そうである以上、魔王が完全に討伐されるまでは、姫様護衛の任に就いた騎士達の休みは限りなくゼロに近いだろう。
「(魔王め……姫様をさらってイチャコラするしか能がないのに、無駄に強いって何なの? ほんと、厄介な王様だ)」
恐らく、ウミーチカ国でも、魔王討伐のための勇者が選ばれているだろうけど、その勇者さんが魔王を即座に討伐してくれる可能性はかなり低いだろう。
歴代の経験から言って、魔王が討伐されるのは良くて5年、最悪10年以上は覚悟しなくてはならないからだ。
これは勿論、さらわれた複数の国々から、それぞれ勇者を派遣してのことだから、まだまだ時間はかかるだろう。

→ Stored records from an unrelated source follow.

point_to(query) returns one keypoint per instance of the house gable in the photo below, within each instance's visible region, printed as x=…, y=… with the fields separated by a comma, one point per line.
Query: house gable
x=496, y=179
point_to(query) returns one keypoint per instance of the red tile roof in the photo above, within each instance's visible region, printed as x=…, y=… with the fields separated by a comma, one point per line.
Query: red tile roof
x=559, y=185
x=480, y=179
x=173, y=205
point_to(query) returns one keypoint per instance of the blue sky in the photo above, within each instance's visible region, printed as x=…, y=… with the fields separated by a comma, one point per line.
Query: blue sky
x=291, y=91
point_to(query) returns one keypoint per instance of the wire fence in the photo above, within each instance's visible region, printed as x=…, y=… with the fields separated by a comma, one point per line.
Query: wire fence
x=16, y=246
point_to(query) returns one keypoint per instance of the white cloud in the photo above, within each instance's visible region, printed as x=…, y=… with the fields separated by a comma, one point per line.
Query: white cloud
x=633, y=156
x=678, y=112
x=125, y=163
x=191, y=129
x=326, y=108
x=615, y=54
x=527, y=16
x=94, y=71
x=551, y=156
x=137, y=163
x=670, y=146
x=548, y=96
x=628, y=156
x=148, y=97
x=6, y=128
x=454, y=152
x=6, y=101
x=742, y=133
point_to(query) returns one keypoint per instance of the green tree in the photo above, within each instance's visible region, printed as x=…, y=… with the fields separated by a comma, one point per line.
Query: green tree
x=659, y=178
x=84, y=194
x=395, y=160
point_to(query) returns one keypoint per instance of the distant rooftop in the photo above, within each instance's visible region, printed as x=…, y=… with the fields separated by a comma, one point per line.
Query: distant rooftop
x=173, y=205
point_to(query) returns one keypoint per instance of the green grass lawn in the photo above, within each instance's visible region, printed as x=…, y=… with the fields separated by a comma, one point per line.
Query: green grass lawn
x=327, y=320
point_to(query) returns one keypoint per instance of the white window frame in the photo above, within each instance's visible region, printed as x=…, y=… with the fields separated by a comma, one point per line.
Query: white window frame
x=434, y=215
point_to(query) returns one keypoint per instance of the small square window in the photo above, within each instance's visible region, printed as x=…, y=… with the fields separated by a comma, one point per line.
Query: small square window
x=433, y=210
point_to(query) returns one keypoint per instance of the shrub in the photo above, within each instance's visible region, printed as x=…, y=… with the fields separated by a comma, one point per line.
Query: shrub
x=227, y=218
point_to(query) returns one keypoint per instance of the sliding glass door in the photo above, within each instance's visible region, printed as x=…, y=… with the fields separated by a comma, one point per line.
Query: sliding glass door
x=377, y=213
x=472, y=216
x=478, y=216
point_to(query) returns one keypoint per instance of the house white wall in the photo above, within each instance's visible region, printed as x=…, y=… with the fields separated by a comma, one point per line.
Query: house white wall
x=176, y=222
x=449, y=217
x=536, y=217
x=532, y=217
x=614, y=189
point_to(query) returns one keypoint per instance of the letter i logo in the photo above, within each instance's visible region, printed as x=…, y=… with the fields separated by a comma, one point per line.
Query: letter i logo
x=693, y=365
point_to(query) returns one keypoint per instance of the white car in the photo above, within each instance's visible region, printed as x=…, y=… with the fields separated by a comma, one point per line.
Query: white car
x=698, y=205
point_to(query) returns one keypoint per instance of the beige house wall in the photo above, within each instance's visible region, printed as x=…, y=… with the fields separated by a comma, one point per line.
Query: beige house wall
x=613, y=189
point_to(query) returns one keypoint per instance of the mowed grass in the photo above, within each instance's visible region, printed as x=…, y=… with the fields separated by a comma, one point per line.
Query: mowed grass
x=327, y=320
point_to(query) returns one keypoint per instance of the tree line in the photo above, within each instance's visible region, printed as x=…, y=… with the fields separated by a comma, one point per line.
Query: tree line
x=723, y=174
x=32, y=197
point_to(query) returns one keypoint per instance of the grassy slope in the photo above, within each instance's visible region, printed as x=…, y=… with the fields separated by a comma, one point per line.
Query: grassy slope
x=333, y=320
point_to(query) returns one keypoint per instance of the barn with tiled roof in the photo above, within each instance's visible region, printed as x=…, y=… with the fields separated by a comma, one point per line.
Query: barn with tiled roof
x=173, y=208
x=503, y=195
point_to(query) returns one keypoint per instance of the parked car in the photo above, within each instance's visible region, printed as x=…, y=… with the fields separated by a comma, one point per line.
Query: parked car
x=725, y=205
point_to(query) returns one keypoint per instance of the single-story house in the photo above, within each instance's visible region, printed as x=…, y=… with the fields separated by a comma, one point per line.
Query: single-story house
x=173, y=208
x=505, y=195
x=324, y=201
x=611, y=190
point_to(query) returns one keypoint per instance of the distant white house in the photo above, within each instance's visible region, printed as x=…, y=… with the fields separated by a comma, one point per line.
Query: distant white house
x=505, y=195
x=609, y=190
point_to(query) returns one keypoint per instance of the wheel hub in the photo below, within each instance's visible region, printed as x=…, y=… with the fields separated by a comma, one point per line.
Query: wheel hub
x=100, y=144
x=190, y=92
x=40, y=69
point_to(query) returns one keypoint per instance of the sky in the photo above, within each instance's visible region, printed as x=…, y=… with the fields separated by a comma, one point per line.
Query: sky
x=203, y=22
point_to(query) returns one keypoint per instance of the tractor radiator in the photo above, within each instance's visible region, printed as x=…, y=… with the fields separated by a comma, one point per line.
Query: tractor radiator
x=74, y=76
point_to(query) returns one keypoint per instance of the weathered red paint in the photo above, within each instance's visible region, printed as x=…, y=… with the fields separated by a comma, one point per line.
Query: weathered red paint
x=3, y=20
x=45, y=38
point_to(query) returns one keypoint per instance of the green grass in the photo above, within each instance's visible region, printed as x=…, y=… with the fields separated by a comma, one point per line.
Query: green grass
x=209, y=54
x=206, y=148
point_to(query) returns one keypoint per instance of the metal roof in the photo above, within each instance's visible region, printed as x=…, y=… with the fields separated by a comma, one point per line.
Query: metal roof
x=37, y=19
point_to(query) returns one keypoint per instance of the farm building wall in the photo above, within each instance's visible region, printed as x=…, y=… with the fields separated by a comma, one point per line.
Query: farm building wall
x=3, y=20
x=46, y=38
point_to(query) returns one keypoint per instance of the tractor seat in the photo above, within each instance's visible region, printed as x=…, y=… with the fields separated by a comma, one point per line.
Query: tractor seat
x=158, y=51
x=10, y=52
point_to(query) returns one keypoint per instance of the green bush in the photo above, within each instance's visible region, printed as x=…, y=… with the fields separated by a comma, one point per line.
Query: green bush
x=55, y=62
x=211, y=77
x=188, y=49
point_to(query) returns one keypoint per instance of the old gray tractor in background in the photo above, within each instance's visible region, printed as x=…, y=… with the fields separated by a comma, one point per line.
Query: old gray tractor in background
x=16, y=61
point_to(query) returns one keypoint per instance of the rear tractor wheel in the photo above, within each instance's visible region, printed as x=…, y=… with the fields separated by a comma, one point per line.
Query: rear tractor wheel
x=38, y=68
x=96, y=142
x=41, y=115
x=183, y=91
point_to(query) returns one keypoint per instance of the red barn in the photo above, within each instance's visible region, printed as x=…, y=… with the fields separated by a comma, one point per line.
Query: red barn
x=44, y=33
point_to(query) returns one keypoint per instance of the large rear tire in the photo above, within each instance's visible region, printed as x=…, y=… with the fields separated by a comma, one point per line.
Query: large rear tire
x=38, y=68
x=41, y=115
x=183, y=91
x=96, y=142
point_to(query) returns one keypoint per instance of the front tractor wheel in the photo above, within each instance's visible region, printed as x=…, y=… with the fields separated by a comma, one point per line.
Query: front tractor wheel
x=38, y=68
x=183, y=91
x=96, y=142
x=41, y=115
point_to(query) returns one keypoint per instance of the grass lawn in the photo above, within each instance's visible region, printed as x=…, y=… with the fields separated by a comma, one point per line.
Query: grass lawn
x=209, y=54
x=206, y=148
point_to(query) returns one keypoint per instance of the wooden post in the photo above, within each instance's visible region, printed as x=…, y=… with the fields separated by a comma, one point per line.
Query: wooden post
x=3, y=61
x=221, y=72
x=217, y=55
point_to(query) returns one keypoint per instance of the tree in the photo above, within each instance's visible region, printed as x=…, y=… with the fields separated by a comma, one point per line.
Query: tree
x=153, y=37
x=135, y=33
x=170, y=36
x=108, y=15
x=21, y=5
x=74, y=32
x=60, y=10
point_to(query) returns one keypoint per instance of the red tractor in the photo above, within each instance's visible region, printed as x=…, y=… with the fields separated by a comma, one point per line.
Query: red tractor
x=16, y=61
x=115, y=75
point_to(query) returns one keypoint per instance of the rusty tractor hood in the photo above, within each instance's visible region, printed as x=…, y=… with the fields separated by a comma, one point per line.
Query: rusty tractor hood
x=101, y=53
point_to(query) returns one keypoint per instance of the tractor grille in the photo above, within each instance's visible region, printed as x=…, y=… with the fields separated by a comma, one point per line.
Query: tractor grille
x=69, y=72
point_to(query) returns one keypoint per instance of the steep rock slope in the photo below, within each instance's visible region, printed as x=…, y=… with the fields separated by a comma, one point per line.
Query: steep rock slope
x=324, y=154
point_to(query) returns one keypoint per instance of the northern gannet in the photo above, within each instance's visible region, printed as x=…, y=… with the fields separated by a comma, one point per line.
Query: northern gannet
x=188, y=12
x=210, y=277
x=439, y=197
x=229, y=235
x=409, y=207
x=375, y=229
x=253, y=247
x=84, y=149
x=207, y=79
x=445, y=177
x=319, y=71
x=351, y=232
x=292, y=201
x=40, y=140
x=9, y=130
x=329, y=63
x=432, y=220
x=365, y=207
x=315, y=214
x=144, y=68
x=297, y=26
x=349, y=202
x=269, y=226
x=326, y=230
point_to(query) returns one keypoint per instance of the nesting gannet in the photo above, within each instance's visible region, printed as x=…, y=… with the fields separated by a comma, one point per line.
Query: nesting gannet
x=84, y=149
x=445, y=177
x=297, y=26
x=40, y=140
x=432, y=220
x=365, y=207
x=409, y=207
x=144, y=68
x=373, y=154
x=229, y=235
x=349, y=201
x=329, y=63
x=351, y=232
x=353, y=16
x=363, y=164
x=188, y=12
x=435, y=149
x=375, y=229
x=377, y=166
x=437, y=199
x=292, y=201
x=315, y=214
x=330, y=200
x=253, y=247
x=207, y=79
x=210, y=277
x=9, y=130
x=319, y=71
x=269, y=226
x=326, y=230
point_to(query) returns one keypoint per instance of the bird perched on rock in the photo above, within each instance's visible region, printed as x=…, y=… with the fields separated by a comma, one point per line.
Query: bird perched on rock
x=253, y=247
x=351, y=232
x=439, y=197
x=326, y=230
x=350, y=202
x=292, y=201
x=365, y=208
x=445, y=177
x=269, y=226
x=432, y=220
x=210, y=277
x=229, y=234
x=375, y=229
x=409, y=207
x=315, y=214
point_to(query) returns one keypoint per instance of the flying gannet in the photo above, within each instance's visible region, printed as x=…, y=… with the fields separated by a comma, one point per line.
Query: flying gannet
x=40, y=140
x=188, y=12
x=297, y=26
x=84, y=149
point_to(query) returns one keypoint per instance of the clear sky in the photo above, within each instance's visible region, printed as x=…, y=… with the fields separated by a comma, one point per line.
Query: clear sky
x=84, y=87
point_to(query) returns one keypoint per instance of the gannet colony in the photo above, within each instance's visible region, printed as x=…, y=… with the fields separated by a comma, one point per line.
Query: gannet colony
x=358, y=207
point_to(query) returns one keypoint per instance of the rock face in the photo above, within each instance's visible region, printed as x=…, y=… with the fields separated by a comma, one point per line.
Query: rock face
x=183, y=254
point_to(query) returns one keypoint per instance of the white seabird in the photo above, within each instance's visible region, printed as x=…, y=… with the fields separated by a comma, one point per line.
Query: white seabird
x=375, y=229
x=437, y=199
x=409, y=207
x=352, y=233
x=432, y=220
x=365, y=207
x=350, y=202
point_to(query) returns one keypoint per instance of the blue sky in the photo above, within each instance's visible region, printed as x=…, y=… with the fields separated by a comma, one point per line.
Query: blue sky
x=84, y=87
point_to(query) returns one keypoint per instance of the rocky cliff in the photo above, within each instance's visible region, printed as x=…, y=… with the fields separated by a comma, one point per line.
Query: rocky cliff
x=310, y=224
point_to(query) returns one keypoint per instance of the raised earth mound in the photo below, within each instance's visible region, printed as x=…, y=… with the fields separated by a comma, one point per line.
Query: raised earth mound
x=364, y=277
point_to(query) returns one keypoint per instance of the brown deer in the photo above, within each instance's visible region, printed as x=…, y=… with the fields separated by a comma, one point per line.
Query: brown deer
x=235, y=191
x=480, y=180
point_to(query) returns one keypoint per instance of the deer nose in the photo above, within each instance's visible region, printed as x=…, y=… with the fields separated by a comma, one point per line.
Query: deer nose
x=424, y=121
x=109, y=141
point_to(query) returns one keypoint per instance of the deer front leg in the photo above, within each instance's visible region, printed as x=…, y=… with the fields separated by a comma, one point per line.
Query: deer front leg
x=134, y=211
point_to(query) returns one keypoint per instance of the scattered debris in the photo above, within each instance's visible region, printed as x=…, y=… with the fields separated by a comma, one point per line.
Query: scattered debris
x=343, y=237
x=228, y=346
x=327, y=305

「(嫌だよ、僕は。最低でも5年以上、ろくに休みが取れそうにもない姫様護衛の任務なんて。なんの罰ゲームだよ、まったく)」
だから僕は、この騎士だるま長に断っているのだ。
"姫様護衛の任務は荷が重い。今の、ろくに仕事もないけど、給料が良い、城下町の見回りの任務のままが良い"って。
「……残念ながら、僕ではお力になれず」
だから、別の人をお願いしたい。
出来るならば、散々威張り散らすだけの、うちの班の班長辺りをお勧めしたい……。
----しかしながら、その想いは筋肉だるまには届かず。
「では、了承を得られたって事で、騎士サイタよ! 騎士として、姫様をしっかり護衛するんだぞ!」
「えっ……」
僕、いつ了承しましたっけ?
とまぁ、良く分からないうちに了承していたらしい僕は、ルビーナ姫様の護衛と言う任務に就くハメになったのである。
いや、ほんと、マジで辞めたい。